Lesson 39: My Holiness is my salvation

My chest pounded and head felt heavy. I watched the anger rise and reminded myself to do nothing. What had fighting with my father ever achieved? Nothing. He was himself. Always was. He never saw his need to please others. He never understood how he sometimes put me, his daughter down just to please someone else. He had never understood how I felt as a child when he compared me to someone else in front of them, praising them and putting me down. He did not understand how I felt now as an adult, when he put me down in front of my husband. He never understood how he made me feel when he chose his self-image over my self-respect.

The thoughts ran crazy. They came one after other. Today I saw them pass by. I felt them. Standing up, I walked away. I did not want to yell at him or fight with him. I had spent all my teenage years fighting with him. Since his heart-attack a few years, I was aware of how vulnerable he felt. A single man, he had spent decades since mom died alone. And since my grandmother died, he was literally alone.

But it was time. I was tired. My unloving thoughts about him were keeping me in hell. I had to choose God. I had to remember my holiness, so I could remember his. We were all children of God. Why did I forget that? I would be angry at first. Then, I would snap and shout back. Last, I would be consumed with guilt. How much longer did I want to play this game?

I washed the dishes. Watching the water run, I allowed my anger, my past, my painful memories with him to flow out. I offered them to the water and asked it to carry all my emotions away. If guilt was hell, what was its opposite? It had to be peace.
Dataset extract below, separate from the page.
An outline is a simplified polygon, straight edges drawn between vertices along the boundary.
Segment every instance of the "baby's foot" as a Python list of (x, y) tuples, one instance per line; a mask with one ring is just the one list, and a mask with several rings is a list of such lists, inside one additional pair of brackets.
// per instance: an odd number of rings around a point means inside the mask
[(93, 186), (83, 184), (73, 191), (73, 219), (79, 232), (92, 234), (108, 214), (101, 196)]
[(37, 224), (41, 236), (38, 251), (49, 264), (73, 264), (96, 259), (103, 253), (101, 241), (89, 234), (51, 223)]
I wanted that peace. I forgave him for being who he was in my eyes, an imperfect father. I forgave myself for being the imperfect daughter. Our real nature was beyond these identities. My holiness is my salvation, and I offered the same to him willingly.

Outside, Dad was watching his serial. “Do you want some buttermilk,” I asked.

“Sure,” he replied with a smile as though nothing had happened. I smiled back. Nothing had happened.